Monday, July 6, 2009

What values are we teaching our kids?

My eldest son just graduated Grade 6, finishing his primary school education. In a few months אי”ה he’ll be learning in the Yeshiva here in Modi’in.

Like most schools, his school marked the end of the year with a “Misibat Siyum” including a play that the kids put a lot of effort into it. I thought that overall the Misibat Siyim was done very well, not just in terms of the professionalism that went into the play, but the values that they were presenting.

The theme of the play was “Bshvil Yisrael” meaning both “In the Path of Israel”, and “For the sake of Israel”. The play revolved around a group of Olim Chadashim arriving from all over the world and exploring Israel together, seeing both the sites in the country and learning history or values at each stop.

They had scenes showing The Galil, Tel Aviv, Jerusalem, Eilat, and they learnt about Zionism, cooperation, Chessed, and other values.

While watching the play, I was very impressed by how Israeli and Jewish values seemed to be a natural part of these kids life and schooling.

The only complaint or criticism of the play was that it went very late (especially for those of us who had small kids there).

In contrast, a parent from the Keshet State (non-religious) school in Modi’in just posted a message to the Modi'in list saying how disappointed she was with her son’s Misibat Siyum. She describes their end of year as follows:

I found the end of year show ("misibat sium") to be inappropriate for 12 year olds, with a theme to the dances and songs about romantic love. In one scene, one of the more developed girls wore an adult red dress and make-up, strutted by a ladder of 4 boys dressed as workers, and got whistled at until one of the boys jumped down to dance with her.
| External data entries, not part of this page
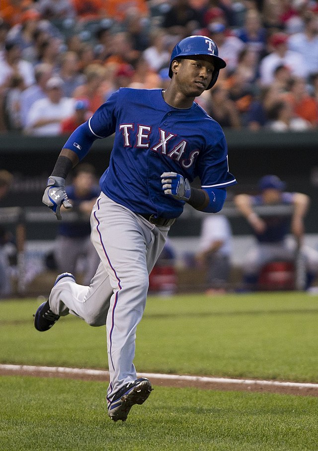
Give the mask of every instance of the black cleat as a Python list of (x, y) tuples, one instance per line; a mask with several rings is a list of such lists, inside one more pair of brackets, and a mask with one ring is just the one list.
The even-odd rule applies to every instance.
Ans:
[(126, 383), (109, 404), (108, 415), (114, 421), (125, 421), (132, 406), (145, 402), (153, 389), (150, 381), (145, 377)]
[[(64, 277), (72, 277), (75, 280), (75, 278), (71, 273), (63, 273), (56, 278), (54, 286), (61, 279), (63, 279)], [(44, 332), (45, 330), (51, 329), (60, 318), (59, 315), (53, 313), (51, 309), (48, 300), (40, 305), (36, 310), (35, 314), (33, 316), (34, 316), (34, 327), (37, 330), (39, 330), (40, 332)]]

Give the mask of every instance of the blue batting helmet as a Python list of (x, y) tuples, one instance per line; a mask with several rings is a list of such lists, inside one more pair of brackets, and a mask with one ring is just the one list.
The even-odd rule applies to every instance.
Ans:
[(264, 175), (258, 182), (258, 188), (260, 191), (264, 189), (273, 188), (282, 191), (285, 187), (285, 183), (277, 175)]
[(214, 65), (212, 78), (207, 89), (210, 89), (215, 84), (220, 69), (227, 65), (226, 63), (219, 56), (219, 49), (215, 42), (210, 38), (203, 36), (192, 36), (185, 38), (174, 46), (171, 54), (169, 66), (169, 76), (172, 77), (171, 65), (176, 58), (200, 55), (211, 57), (211, 63)]

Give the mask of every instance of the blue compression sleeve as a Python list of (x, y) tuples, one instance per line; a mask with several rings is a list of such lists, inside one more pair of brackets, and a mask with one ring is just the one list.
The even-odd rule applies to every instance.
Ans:
[(87, 155), (93, 143), (97, 139), (98, 137), (90, 131), (87, 121), (73, 132), (63, 148), (75, 152), (80, 161)]
[(204, 191), (209, 195), (210, 202), (201, 211), (206, 213), (217, 213), (224, 205), (227, 198), (227, 190), (224, 188), (205, 188)]

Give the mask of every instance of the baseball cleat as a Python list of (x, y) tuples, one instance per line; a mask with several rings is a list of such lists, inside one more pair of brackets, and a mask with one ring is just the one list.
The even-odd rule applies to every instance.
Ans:
[(115, 394), (108, 406), (108, 415), (114, 421), (125, 421), (132, 406), (145, 402), (152, 390), (150, 381), (145, 377), (126, 383)]
[[(54, 286), (55, 287), (57, 283), (64, 277), (72, 277), (75, 280), (75, 278), (71, 273), (63, 273), (56, 278)], [(60, 318), (59, 315), (54, 313), (51, 309), (48, 300), (40, 305), (33, 316), (34, 327), (40, 332), (44, 332), (51, 329)]]

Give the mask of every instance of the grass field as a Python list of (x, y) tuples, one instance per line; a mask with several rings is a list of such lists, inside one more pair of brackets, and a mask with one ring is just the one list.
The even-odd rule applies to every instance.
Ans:
[[(35, 300), (0, 302), (0, 363), (107, 368), (104, 328), (32, 324)], [(318, 297), (150, 297), (139, 372), (318, 382)], [(155, 386), (127, 422), (106, 416), (106, 384), (0, 378), (0, 450), (318, 450), (318, 398)]]

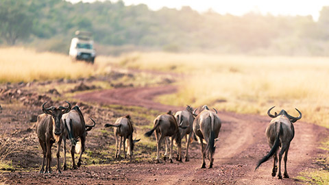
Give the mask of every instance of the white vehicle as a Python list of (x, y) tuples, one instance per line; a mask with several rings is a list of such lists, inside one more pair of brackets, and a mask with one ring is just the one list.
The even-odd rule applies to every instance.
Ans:
[(76, 37), (71, 41), (69, 55), (76, 60), (85, 60), (92, 64), (96, 57), (94, 49), (94, 41), (91, 39), (91, 33), (87, 32), (75, 32)]

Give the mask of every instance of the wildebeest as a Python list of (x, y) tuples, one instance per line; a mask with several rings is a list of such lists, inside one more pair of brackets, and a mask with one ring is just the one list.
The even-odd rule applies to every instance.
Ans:
[[(36, 121), (36, 134), (39, 139), (40, 145), (42, 149), (43, 160), (40, 173), (51, 173), (51, 147), (53, 143), (58, 143), (57, 147), (57, 171), (61, 173), (60, 169), (60, 147), (64, 132), (64, 124), (62, 121), (62, 116), (71, 110), (71, 104), (66, 101), (67, 107), (51, 106), (45, 108), (47, 101), (42, 104), (42, 111), (45, 114), (38, 116)], [(46, 160), (47, 159), (47, 160)], [(45, 160), (46, 160), (46, 169), (45, 170)]]
[(188, 161), (188, 145), (191, 142), (192, 134), (193, 133), (193, 108), (190, 106), (186, 106), (185, 110), (178, 111), (175, 114), (175, 118), (177, 123), (182, 123), (182, 127), (186, 127), (186, 129), (180, 127), (180, 138), (182, 139), (185, 136), (186, 140), (186, 153), (185, 153), (185, 161)]
[[(127, 158), (127, 155), (125, 153), (125, 140), (126, 139), (128, 139), (129, 147), (127, 153), (130, 156), (130, 159), (132, 159), (135, 143), (138, 142), (141, 139), (133, 139), (132, 134), (134, 132), (134, 127), (132, 126), (130, 115), (126, 115), (125, 116), (120, 117), (117, 119), (114, 124), (107, 123), (105, 124), (104, 126), (106, 127), (114, 127), (115, 158), (120, 158), (121, 145), (123, 139), (123, 153), (125, 153), (125, 159)], [(120, 146), (119, 146), (119, 143)]]
[[(81, 166), (82, 153), (84, 152), (86, 147), (86, 136), (87, 131), (90, 131), (96, 123), (90, 118), (93, 122), (93, 125), (86, 125), (84, 116), (77, 106), (74, 106), (72, 110), (67, 114), (63, 114), (62, 120), (66, 127), (66, 132), (64, 135), (64, 170), (67, 169), (66, 166), (66, 139), (71, 140), (71, 155), (72, 156), (72, 169), (77, 169), (77, 165), (74, 160), (74, 153), (80, 153), (79, 161), (77, 162), (77, 167)], [(80, 138), (77, 145), (76, 142)], [(76, 145), (76, 146), (75, 146)]]
[[(217, 116), (217, 111), (214, 108), (215, 112), (209, 110), (207, 106), (203, 106), (203, 110), (197, 115), (195, 114), (195, 109), (193, 114), (196, 116), (193, 122), (193, 132), (198, 137), (201, 143), (201, 151), (202, 153), (202, 169), (206, 168), (204, 159), (206, 155), (210, 154), (209, 168), (212, 168), (214, 162), (213, 155), (215, 153), (215, 142), (218, 137), (221, 127), (221, 121)], [(204, 149), (203, 139), (205, 140), (207, 145)]]
[[(166, 137), (170, 137), (170, 153), (169, 160), (170, 162), (173, 162), (173, 140), (175, 140), (178, 147), (178, 160), (182, 161), (182, 151), (181, 151), (181, 139), (179, 127), (182, 127), (180, 124), (177, 124), (175, 116), (171, 114), (171, 111), (169, 111), (166, 114), (158, 115), (154, 121), (154, 127), (152, 130), (146, 132), (145, 136), (147, 137), (151, 136), (153, 132), (156, 131), (156, 139), (157, 143), (156, 147), (156, 161), (160, 162), (160, 144), (163, 139), (167, 140)], [(167, 140), (166, 140), (167, 142)], [(166, 143), (167, 145), (167, 143)]]
[(289, 176), (287, 172), (287, 160), (290, 143), (295, 136), (295, 130), (293, 123), (302, 118), (302, 112), (296, 108), (295, 110), (300, 114), (298, 117), (294, 117), (288, 114), (284, 110), (282, 110), (278, 114), (275, 112), (275, 114), (273, 115), (271, 114), (271, 110), (274, 107), (272, 107), (267, 111), (267, 114), (273, 119), (266, 128), (265, 132), (271, 150), (267, 156), (259, 160), (255, 170), (256, 170), (262, 163), (267, 161), (271, 156), (274, 156), (272, 177), (276, 176), (278, 170), (276, 166), (278, 162), (277, 151), (279, 147), (281, 147), (281, 150), (279, 153), (279, 173), (278, 174), (278, 177), (279, 179), (282, 179), (282, 175), (281, 175), (281, 159), (283, 153), (285, 153), (284, 158), (284, 173), (283, 175), (284, 178), (289, 178)]

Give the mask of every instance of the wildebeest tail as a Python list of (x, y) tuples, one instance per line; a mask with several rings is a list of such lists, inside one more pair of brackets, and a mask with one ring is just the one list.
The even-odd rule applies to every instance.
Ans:
[(114, 124), (111, 124), (111, 123), (106, 123), (104, 125), (104, 127), (120, 127), (121, 126), (121, 124), (114, 125)]
[(215, 152), (215, 132), (214, 132), (214, 124), (215, 119), (209, 116), (210, 119), (210, 132), (209, 133), (209, 140), (208, 141), (207, 147), (206, 148), (206, 151), (210, 152), (210, 153), (214, 153)]
[(158, 120), (157, 119), (156, 121), (156, 124), (154, 125), (154, 127), (153, 127), (152, 130), (151, 130), (150, 131), (146, 132), (144, 136), (147, 136), (147, 137), (149, 137), (151, 136), (151, 135), (152, 135), (152, 133), (153, 132), (154, 132), (154, 130), (160, 125), (160, 121), (161, 121), (161, 120)]
[[(276, 127), (277, 125), (278, 122), (276, 122)], [(283, 128), (282, 128), (282, 124), (279, 122), (280, 124), (280, 130), (279, 132), (278, 133), (278, 136), (276, 136), (276, 141), (274, 142), (274, 145), (273, 145), (272, 148), (269, 151), (269, 153), (264, 156), (261, 160), (258, 161), (258, 163), (257, 164), (257, 166), (256, 166), (255, 171), (262, 164), (262, 163), (267, 162), (274, 153), (276, 152), (278, 149), (279, 148), (280, 146), (280, 136), (282, 134), (282, 132), (283, 132)]]

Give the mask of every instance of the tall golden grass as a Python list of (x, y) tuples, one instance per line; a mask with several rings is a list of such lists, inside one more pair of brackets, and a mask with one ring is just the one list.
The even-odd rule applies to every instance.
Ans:
[(160, 99), (178, 106), (208, 104), (239, 113), (266, 114), (276, 106), (329, 127), (329, 58), (132, 53), (130, 67), (185, 73), (179, 92)]
[(23, 47), (0, 49), (0, 83), (73, 79), (94, 73), (92, 65), (72, 62), (66, 55), (37, 53)]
In another, the kids danced to a song made of ICQ sounds. They mimed chatting with friends in the dance, but they were paired boy-girl; so instead of "friends getting together online", it looked like "online dating".
When I complained to the parents' committee, they said that I was making too much of it, that I was the only one who saw it this way, and that there must be something wrong with me if I saw it as inappropriate.

I'm not religious, and I didn't appreciate the personal remarks on my own style of dress or opinions on my psyche. But I don't think one has to be religious to feel that there is more to life at 12 or 13 than dating.

I wasn’t at the Keshet Misibat Siyum, and have no idea how accurate the above description is, but to me it seems that segments of our society are moving further and further away from any meaningful values at all -

I understand if a school is not religious and doesn’t want to emphasize Torah and Mitzvot in their value system, but are there no Jewish or Zionist values that these kids could be taught other than dating?

Is this lack of values really the fulfilment of the Zionist dream of the country’s founders?